Division of Cardiology, University of Ottawa Heart Institute, Ottawa, ON, Canada.
Int J Cardiol. 2013 Jul 15;167(1):197-204. doi: 10.1016/j.ijcard.2011.12.035. Epub 2012 Jan 10.
Current American Heart Association guidelines recommend against the performance of elective or primary percutaneous coronary intervention (PCI) without on-site surgical backup (i.e. a class III and IIb recommendation respectively). Despite this, numerous centers have already implemented PCI programs with no on-site surgery backup (NSOS).
To evaluate the necessity for on-site surgical backup (SOS) when performing PCI we performed a systematic review and meta-analysis. English-language articles published from 1966 through December 2010 were retrieved using keyword searches of Medline and Scopus, supplemented by letters to authors and reviews of all bibliographies. Article inclusion and data extraction was performed by two independent reviewers. We identified 18 articles published between 1992 and 2009 which contained reported events on 1,150,200 patients.
The combined odds ratio calculated using a random effects model for death with NSOS was 0.93 (95% CI, 0.80-1.09).

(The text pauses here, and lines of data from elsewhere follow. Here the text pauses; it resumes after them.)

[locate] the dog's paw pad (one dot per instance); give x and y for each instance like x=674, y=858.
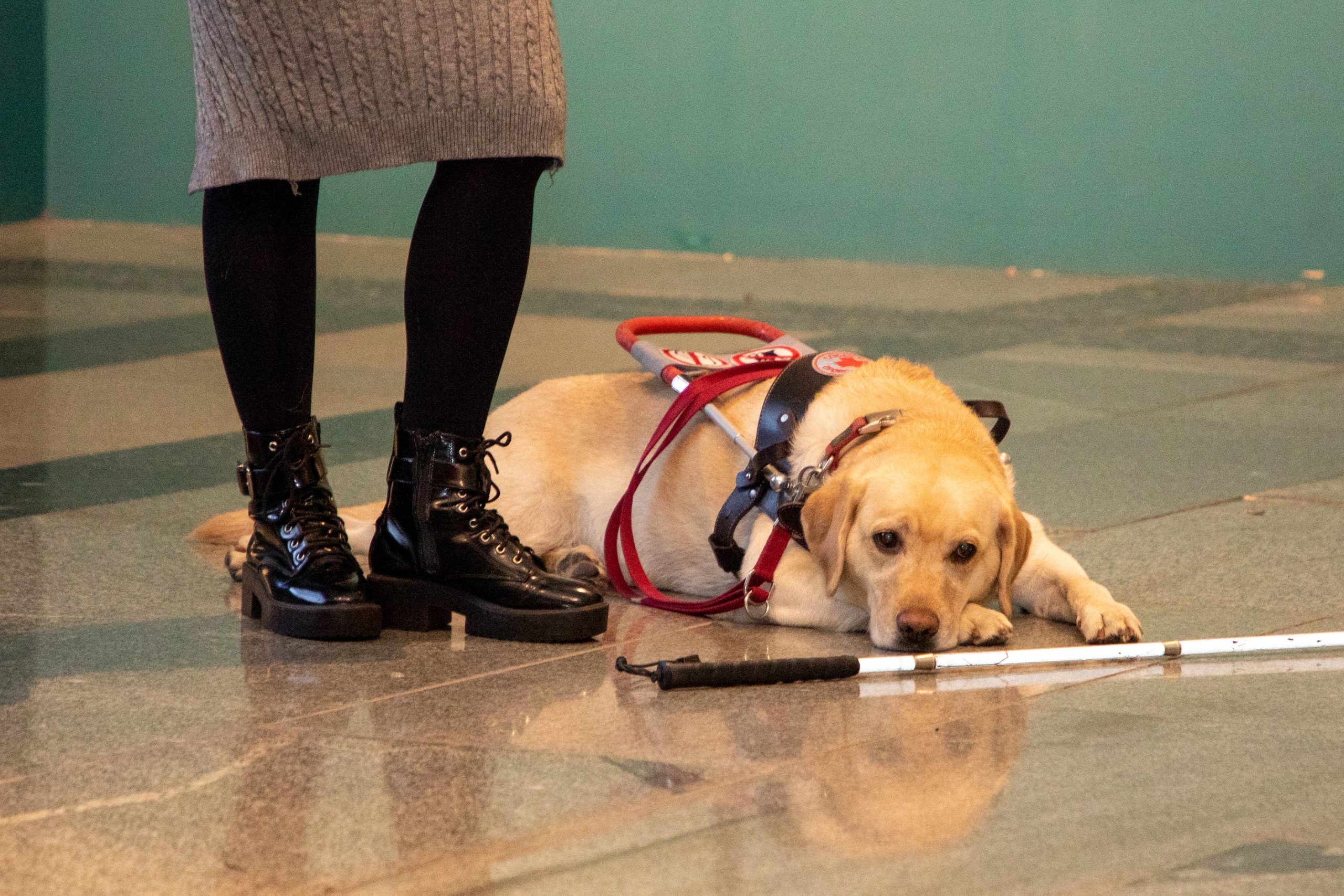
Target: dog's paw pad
x=1109, y=623
x=983, y=626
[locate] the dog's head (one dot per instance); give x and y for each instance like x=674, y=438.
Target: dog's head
x=920, y=529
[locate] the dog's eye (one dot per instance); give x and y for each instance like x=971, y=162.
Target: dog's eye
x=887, y=541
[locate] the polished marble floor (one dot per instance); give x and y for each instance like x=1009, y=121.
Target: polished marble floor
x=1180, y=438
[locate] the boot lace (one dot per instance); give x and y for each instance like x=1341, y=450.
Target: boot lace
x=487, y=522
x=315, y=527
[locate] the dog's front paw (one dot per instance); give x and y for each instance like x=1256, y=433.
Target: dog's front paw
x=580, y=563
x=980, y=625
x=234, y=562
x=1102, y=620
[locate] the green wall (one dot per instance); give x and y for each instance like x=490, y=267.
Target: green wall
x=1174, y=136
x=22, y=111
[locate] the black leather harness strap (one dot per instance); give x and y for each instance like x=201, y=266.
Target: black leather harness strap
x=995, y=412
x=785, y=404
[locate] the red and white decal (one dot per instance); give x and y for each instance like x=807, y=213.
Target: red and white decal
x=838, y=363
x=695, y=359
x=701, y=359
x=766, y=354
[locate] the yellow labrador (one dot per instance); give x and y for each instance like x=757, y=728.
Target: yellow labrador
x=913, y=536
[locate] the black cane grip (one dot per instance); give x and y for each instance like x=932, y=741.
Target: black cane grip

In studies with data reported for primary PCI and elective PCI the OR for death was 0.91 (95% CI, 0.84-1.00) and 1.04 (95% CI, 0.67-1.63). A lack of effect of SOS was maintained when analysis was performed by study type or by either primary or elective PCI. No differences in rates of emergency coronary artery bypass grafting, post procedural myocardial infarction, target vessel revascularization, or cerebrovascular accidents were observed between SOS and NSOS centers.
Both primary and elective PCI can safely be performed at NSOS centers without an increase in mortality or PCI related complications. AHA/ACC guidelines should reflect the lack of benefit conferred by on-site surgical backup. In establishing PCI programs, adequate operator/center volumes, patient selection, and geographic/population considerations should take precedence rather than the availability of on-site surgical backup during PCI.
目前美国心脏协会指南建议避免在无现场手术支持的情况下进行选择性或原发性经皮冠状动脉介入治疗(PCI)(即分别为 III 类和 IIb 类推荐)。尽管如此,许多中心已经在没有现场手术支持的情况下实施了 PCI 计划(NSOS)。
为了评估在进行 PCI 时现场手术支持(SOS)的必要性,我们进行了系统评价和荟萃分析。使用 Medline 和 Scopus 的关键字搜索以及对作者的信函和所有参考文献的综述,检索了 1966 年至 2010 年 12 月期间发表的英文文章。由两名独立的审查员进行文章纳入和数据提取。我们确定了 18 篇发表于 1992 年至 2009 年的文章,其中包含 1150200 例患者的报告事件。
使用随机效应模型计算的 NSOS 时死亡率的合并优势比为 0.93(95% CI,0.80-1.09)。在报告了原发性 PCI 和选择性 PCI 数据的研究中,死亡的 OR 为 0.91(95% CI,0.84-1.00)和 1.04(95% CI,0.67-1.63)。当按研究类型或原发性或选择性 PCI 进行分析时,SOS 的效果并未改变。在 SOS 和 NSOS 中心之间,没有观察到紧急冠状动脉旁路移植术、术后心肌梗死、靶血管血运重建或脑血管意外的发生率差异。
在 NSOS 中心,原发性和选择性 PCI 均可安全进行,不会增加死亡率或 PCI 相关并发症。AHA/ACC 指南应反映现场手术支持带来的益处。在建立 PCI 计划时,应优先考虑操作人员/中心的容量、患者选择以及地理位置/人口因素,而不是 PCI 期间是否有现场手术支持。